Hi, I was wondering if some can suggest me a smart way for fetch a huge mysql table from Database Table connection reader node.

Maybe there is a good workaround for fetch a specific chunk of row per time?

Thanks in advance.

quaeler · April 7, 2019, 2:43pm

Please search the forum for “fetch size”

gujodm · April 7, 2019, 2:46pm

Thanks @quaeler for the reply,

you mean something like: Dknime.database.fetchsize=XXXX?

quaeler · April 7, 2019, 2:50pm

Ya - if you add a larger specification to your knime.ini file and then start KNIME, it will attempt to pull that many rows in each fetch transaction.

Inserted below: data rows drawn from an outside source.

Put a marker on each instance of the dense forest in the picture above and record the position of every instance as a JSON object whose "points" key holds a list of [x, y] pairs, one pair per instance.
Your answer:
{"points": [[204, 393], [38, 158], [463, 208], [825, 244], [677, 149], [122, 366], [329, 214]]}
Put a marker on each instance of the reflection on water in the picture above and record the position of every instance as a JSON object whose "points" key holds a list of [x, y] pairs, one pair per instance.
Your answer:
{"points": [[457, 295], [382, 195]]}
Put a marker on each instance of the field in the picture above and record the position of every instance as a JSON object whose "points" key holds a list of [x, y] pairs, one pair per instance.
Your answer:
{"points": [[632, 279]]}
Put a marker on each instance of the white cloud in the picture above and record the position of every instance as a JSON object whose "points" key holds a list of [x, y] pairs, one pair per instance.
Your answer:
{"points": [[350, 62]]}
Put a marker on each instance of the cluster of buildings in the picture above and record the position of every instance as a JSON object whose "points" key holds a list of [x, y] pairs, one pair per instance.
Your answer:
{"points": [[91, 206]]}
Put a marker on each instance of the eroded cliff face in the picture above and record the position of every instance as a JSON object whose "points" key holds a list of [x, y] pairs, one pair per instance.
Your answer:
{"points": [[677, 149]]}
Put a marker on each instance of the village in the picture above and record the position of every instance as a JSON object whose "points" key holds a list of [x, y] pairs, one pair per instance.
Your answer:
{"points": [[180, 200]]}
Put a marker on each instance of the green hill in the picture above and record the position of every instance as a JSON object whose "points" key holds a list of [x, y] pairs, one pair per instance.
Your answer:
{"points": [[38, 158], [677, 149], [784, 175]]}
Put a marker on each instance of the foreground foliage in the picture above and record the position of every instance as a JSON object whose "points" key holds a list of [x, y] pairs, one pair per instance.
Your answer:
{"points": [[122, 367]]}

qqilihq · April 7, 2019, 2:59pm

It’d be helpful to know what you’re actually doing with the data. Do you really need all of it in a table at once? Otherwise: Could you just page/stream over portions?

– Philipp

gujodm · April 7, 2019, 3:29pm

Hi @qqilihq, yeah, also page/stream would be good. More or less the point is that I don’t want to fail by querying all the data together in 1 time. Can you show me an example of workflow for query per page or chunk as workaround?

Cause the problem occurs when I try to process data (let’s say 5 mln of data) from Database table selector to Database connection table reader nodes.

qqilihq · April 7, 2019, 3:57pm

Sorry, I don’t have any WF which I could publicly share, but I did something similar a while ago and the concept was to build the DB query dynamically within a Flow Variable and pass it to the corresponding Database Query node. Depending on your data, the query could be e.g. as simple as

SELECT * FROM table 
ORDER BY id 
LIMIT $$OFFSET$$, 100

Use e.g. a loop and update $$OFFSET$$ within each iteration, break the loop when there’s no more data. Process all the data within the loop and do not return it (elsewise there’ll obviously be no benefit, as you’ll end up with a huge table nonetheless).

However, you say …

don’t want to fail by querying all the data together in 1 time

I’m not sure I understand correctly, but if you have very strict atomicity constraints, this approach is probably not the right one, as you’ll obviously be doing multiple queries in sequence.

Still, I’m not sure whether this is going in the right direction and for giving better advice, it would be necessary to understand what kind of operations you’re actually doing with that data.